Sorry for the Image, I just think it looks cleaner and I dont know how to do the text formatting for the problems.
~Blitze
• Nov 3rd 2010, 01:12 PM
Opalg
Quote:

Originally Posted by blitze105
Hello all,
Unfortunately I was absent during one of my classes this week when the professor covered Taylor Series. i have gone through the book and finished all of the first section of the homework. The second section, however, is not in my book... and I can't find it online.

If any one could help me find examples on these types of problems or simply point me in the right direction I would greatly appreciate it. I am NOT asking for answers.

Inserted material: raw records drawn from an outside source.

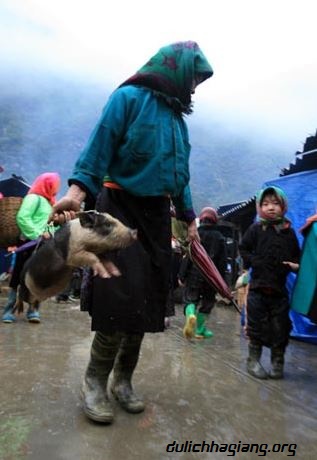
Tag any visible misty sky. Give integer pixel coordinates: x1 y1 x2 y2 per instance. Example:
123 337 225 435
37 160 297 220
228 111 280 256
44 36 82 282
0 0 317 152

1) Find an expression for the general term of each of the series below. Use n as your index, and pick your general term so that the sum giving the series starts with n=0.

$x^4\sin x^2 = x^6 - \dfrac{x^{10}}{3!} + \dfrac{x^{14}}{5!} - \dfrac{x^{18}}{7!} +\ldots$

2)find the sum of each convergent series.

$1- \dfrac{2^2}{2!} +\dfrac{2^4}{4!} - \dfrac{2^6}{6!} + \ldots + \dfrac{(-1)^n2^{2n}}{(2n)!} + \ldots$

For 1), you are supposed to find an expression for the n'th term in the first series (in a similar style to the expression for the n'th term in the second series above). You may find it helpful to write down the first few terms of the series with their index numbers below them, like this:

$\begin{array}{rcrrrr}x^4\sin x^2 &= &x^6 &- \frac{x^{10}}{3!} &+ \frac{x^{14}}{5!} &- \frac{x^{18}}{7!} \\ (n&=&0&1&2&3)\end{array}$

First thing to notice is that the terms alternate in sign, so the n'th term will have to have a factor $(-1)^n$ in it. Then it has a power of x, starting at $x^6$ in the n=0 term, and going up by 4 at a time. So the n'th term will need a factor $x^{4n+6}$. Finally, there is a factorial in the denominator, starting with 1! in the n=0 term (although that doesn't explicitly appear there), and going up by 2 at a time. So the denominator in the n'th term should be $(2n+1)!$. Having done all that, you should be able to write down the formula for the n'th term (and check that it gives the right answers for n=1,2 and 3).

For problem 2), you are supposed to spot that this is the value of the series $1- \frac{x^2}{2!} +\frac{x^4}{4!} - \frac{x^6}{6!} + \ldots + \frac{(-1)^nx^{2n}}{(2n)!} + \ldots$ when x=2. You are also supposed to recognise this as the Taylor series for a familiar (trigonometric) function. That should enable you to write down the sum of the series.